Sounds like he gave you some sound advice;D
Think what you would be like now after those extra years of laying in water breathing all that nasty dust.




Within weeks I was back at the other place breathing silica dust and black powder fumes, but at least we stood up in the water.


Dave B was at Mainband, a good lad - had the place been run properly he wouldn't have been on that autobahn.


Sumpjumper. The Little Limestone coal at Tows Bank was a lot less than 18 inches, so much so we sometimes doubted we were in the right leaf! Take a look at the photos on the mine's page on this site - glove, 'ogger, Lucozade bottle for scale - and this film:


About a minute and a half in Tim (who was at the time our drift mouth haulage driver) gives the seam height "drei und dreizig centimetre". That was considered "good" - we abandoned the North district after it got down to 9.5 inches and we were lifting 3 inches of floor just to get in. That's why Tows Bank could never pay, >25% less coal and 10-15% more stone to shift (and tub out due to less stowage space)than the mines up the valley.

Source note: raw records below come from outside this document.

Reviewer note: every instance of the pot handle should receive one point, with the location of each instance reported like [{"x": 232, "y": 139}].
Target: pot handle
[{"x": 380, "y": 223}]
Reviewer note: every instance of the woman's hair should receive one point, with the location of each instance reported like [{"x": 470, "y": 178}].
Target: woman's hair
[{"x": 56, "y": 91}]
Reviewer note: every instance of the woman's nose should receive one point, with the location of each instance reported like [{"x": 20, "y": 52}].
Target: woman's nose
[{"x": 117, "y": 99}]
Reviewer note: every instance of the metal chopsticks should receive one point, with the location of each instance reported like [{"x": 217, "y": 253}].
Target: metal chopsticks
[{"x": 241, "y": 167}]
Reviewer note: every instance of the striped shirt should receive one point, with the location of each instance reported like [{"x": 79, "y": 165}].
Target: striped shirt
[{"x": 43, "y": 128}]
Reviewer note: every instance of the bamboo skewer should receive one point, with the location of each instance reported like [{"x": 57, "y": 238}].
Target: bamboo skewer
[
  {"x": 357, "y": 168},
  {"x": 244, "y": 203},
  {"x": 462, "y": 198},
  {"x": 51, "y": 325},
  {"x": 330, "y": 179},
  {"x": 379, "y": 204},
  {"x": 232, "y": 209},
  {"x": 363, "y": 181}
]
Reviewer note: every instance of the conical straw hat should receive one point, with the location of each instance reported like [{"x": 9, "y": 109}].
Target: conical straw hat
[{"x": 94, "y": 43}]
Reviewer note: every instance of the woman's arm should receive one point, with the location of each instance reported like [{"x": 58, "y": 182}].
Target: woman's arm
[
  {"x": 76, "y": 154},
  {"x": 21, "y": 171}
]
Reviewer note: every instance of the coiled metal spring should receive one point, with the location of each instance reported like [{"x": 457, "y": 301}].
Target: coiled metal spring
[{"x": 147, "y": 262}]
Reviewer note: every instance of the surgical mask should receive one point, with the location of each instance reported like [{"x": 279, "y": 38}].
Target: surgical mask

John, the NCB could never have worked these mines due to what many term "oncost workers". The small mines culture of one man, usually quite willingly, doing several jobs would have given most of my former NCB colleagues palpitations:o
legendrider
7 years ago
Slightly further north, we visited Wrytree/Blenkinsopp colliery around 1993, where the Little Limestone Coal was worked via Castle Drift.

There, the coal was about 5'6" thick with a 2-3" shale parting near the top. The production all went to Eggborough and they just took the lot including shale as it was still on-spec for their feed.

MARK
festina lente[i]
Buckhill
7 years ago
Which brings to mind the problem with this seam - thicker in the Byron/Blenkinsopp area, lessening volatiles to the south. We dreamt of finding a 2 foot (or slightly more) seam of semi-anthracite somewhere under the fells on the west of the Tyne and east of Gairs (where v.m. was mid teens). Blenkinsopp had the opposite problem, the final development drivage reached coal with the same good thickness as before but the volatiles dropped markedly so altering the marketability and leading to the closure.